Thursday, April 23, 2009
One thing that attracted me to the inscription profession when patch 3.0.2 introduced it into World of Warcraft was the new way to learn recipes by research. You had a research recipe with a cooldown of 20 hours to learn the minor glyphs, and when Wrath of the Lich King came out and added higher level glyphs, there was a second research recipe added working the same way. A similar method, just with a longer cooldown, was introduced to alchemy as well. This way to learn recipes has several big advantages: Doing a daily research is something you can easily do on an alt, while raid-drop recipes are usually unattainable for alts. And by making research a relatively slow process, for quite a while there was differentiation between inscribers, not everyone having the same recipes.
Unfortunately patch 3.1 introduced a new way to learn glyph recipes, which is far inferior: The book of glyph mastery, a random world drop. At first these were so rare that some people doubted they even existed, but then the droprate was increased. Book prices dropped from 5k gold to 1k gold, and will probably still fall a bit further. But for all I read there are somewhere between 40 and 58 new glyph recipes learned by these books, so even if the price goes down to 500 gold, it will cost you up to 30k gold to learn the recipes. And you can't even go out and deliberately farm them, they just drop from every mob with an equally low drop rate.
As I mentioned before, on my server and side there is an unusually high number of inscribers. Which is to be expected to happen on some servers, the number of inscribers on every server being more or less random, some bell-curve distribution from servers with just one active inscriber to rather crowded situations. But not only does having a lot of inscribers drive down glyph prices, sometimes to below profitability, it also drives up prices for the new books of glyph mastery. On some servers, with few inscribers, getting hold of these books will be cheap and easy, and then you can sell the glyphs learned from them at high profit. On servers with lots of inscribers the books will be expensive, and then you risk just another price war destroying profits. So personally I'm going out of the glyph business. Yes, I made about 20k from it since it started, but a good part of that was from stockpiling herbs before patch 3.0.2 hit, and now my only regular income is selling low volumes of Armor and Weapon Vellum III. As I said, that has more to do with the number of inscribers on my server than with the inscription profession itself, but the books of glyph mastery for me are the final straw tipping that profession into the unprofitable region.

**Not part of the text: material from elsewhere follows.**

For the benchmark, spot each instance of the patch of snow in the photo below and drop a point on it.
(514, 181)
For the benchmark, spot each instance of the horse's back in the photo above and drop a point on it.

Nevertheless it made me think about ways how crafters can differentiate themselves from other crafters. You hear "raiding takes no skill nowadays" all the time, but barely anyone complains that crafting doesn't take any skill, never did, and is just a simple click, provided you have the materials and the recipe. In other games gold farmer farm gold. In WoW gold farmers farm crafting materials and sell them to crafters. Many recipes are simply learned from trainers, even epic recipes. Other recipes drop, either in specific places, or as random world drops. A random world drop recipe which isn't bind-on-pickup nearly always ends up on the auction house, because what are the chances that this was just the recipe you were looking for, in the profession you actually have? The new books of glyph mastery are the same, only worse, because you don't even know what recipe they'll teach you. So crafting mostly consists of buying materials and recipes, and a completely dumb one-click crafting process. The "most difficult" crafting recipes require you to wait and watch a progress bar for 10 second before you actually get your item. Wow, what a challenge!
And it isn't as if nobody ever had come up with a better way! Lots of older games have crafting systems that are far superior to WoW's. Star Wars Galaxies, for all its flaws, had a great crafting system, in which people could make a name for themselves as crafters of quality goods. A Tale in the Desert has lots of crafting mini-games, and no combat. Puzzle Pirates has a different puzzle for every craft, and you need to be actually good at a puzzle to make a high-quality good (or hire somebody who is). Even games as old as Dark Age of Camelot had crafting quests, allowing you parallel careers to adventuring. In comparison to all what is out there, WoW crafting is downright primitive, and their effort to clone WoW, newer games often copy this bad part of WoW together with any good parts. I'm really waiting for a new game with an interesting and engaging crafting system, where killing monsters isn't the only thing to do in the virtual world.